Disputer un match de football sans bouger de sa chaise, cela paraît fou mais c'est désormais possible. Un tournoi inédit de mentalista foot, le premier jeu de football par la pensée, avait lieu jeudi soir, à Paris.

Richard teste le jeu de foot mental
Richard teste le jeu de foot mental © Radio France / Fanny Lechevestrier

"Tu vas devoir mettre cela sur tes deux oreilles, comme des boucles d’oreilles, ce sont des électrodes", explique Lætitia, chargée d’équiper les joueurs. Oubliés shorts, maillots et crampons : place aux électrodes au niveau des oreilles donc et à l'arrière du crâne pour ce tournoi de foot pas comme les autres. C'est la pensée, notre pensée et elle seule, qui doit faire avancer le ballon, en l’occurrence une balle de 7 centimètres placée sur un mini terrain de football de 3 m sur 2. 

Laetitia nous donne les tout derniers conseils avant de nous lancer : "Imaginez cette balle bleue qui va dans le but de votre adversaire, un peu comme une vidéo qui tourne en boucle dans votre esprit. Et pour cela, il faut être extrêmement concentré. Je vous conseille de fermer les yeux. Au début, ça aide vraiment."

Allez, c'est parti pour le match. Deux joueurs assis côte à côte sur un banc, pour deux cerveaux qui s'affrontent au sens littéral du terme.
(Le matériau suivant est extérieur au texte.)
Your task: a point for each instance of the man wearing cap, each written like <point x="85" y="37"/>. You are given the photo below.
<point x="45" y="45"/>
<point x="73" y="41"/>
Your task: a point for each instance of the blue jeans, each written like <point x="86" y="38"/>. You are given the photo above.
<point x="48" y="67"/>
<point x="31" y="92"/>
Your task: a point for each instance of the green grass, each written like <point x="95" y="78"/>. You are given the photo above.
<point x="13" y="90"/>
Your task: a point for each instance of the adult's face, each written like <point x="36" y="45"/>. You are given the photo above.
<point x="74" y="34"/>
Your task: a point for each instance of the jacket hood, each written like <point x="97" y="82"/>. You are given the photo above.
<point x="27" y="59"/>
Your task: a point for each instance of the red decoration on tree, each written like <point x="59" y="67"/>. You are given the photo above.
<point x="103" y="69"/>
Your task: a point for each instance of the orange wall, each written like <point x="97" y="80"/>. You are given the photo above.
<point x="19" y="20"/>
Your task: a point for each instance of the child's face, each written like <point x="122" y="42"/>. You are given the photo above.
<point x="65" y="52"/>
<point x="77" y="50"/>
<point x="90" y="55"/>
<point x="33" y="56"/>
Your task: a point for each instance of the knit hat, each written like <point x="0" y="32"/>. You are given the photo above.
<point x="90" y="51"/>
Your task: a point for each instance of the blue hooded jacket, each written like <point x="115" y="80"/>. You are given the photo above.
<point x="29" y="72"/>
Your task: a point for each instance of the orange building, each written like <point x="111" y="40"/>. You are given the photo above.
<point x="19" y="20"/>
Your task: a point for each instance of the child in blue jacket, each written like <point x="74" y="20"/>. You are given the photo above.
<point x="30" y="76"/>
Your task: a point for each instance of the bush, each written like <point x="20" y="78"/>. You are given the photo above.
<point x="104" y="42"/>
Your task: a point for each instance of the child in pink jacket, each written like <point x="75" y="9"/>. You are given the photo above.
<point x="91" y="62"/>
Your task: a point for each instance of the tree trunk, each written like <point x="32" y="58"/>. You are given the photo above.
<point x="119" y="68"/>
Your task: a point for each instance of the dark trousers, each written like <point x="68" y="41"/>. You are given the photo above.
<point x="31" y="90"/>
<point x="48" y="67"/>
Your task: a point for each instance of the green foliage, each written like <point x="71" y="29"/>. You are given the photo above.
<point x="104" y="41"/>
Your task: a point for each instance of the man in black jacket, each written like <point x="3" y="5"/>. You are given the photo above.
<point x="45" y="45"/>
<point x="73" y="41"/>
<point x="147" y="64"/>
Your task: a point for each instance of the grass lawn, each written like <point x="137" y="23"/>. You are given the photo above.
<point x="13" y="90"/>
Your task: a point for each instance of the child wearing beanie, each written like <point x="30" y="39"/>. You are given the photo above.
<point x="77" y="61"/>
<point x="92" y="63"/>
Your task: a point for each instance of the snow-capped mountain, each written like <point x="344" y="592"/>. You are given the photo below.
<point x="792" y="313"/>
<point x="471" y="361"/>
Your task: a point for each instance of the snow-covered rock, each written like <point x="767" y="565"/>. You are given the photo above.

Et le plus impressionnant c'est que ça marche, on arrive vraiment à marquer des buts ou à contrer son adversaire. 

Aucun trucage d'aucune sorte, c'est juste scientifique, nous explique le concepteur de Mentalista foot, Gille de Bast : "Un jour, je me suis rendu compte que l’on pouvait faire des trucs dingues avec les neurones miroirs. On collecte via les électrodes les courants électriques au niveau du cortex visuel et vous allez être comparé, en temps réel, à une base de données de personnes qui, avant vous, ont imaginé cette balle en train de bouger. Et dès qu’il va y avoir un match entre vos ondes cérébrales et cette base de données, on considère que vous aussi, vous êtes en train d’imaginer la balle et on la fait bouger." Via des algorithmes, Mentalista permet d’analyser la pensée et de la matérialiser. Et le résultat est vraiment bluffant.

"l'impression d'être un surhomme"

Richard, la quarantaine, s'est facilement pris au jeu : "En fait, j’oscillais entre fixer la balle comme dans les films de science-fiction où on se dit 'je la regarde et elle va bouger', ou alors je visualisais, je regardais la cage en me disant 'elle va rentrer dans la cage, elle va rentrer dans la cage !' J’ai trouvé que c’était vraiment étrange. _C’est assez paradoxal : on a l’impression d’être un surhomme et en même temps, on n’est pas complètement persuadé que c’est nous qui dirigeons le truc_", explique-t-il en rigolant et avec déjà l’envie d’essayer de nouveau.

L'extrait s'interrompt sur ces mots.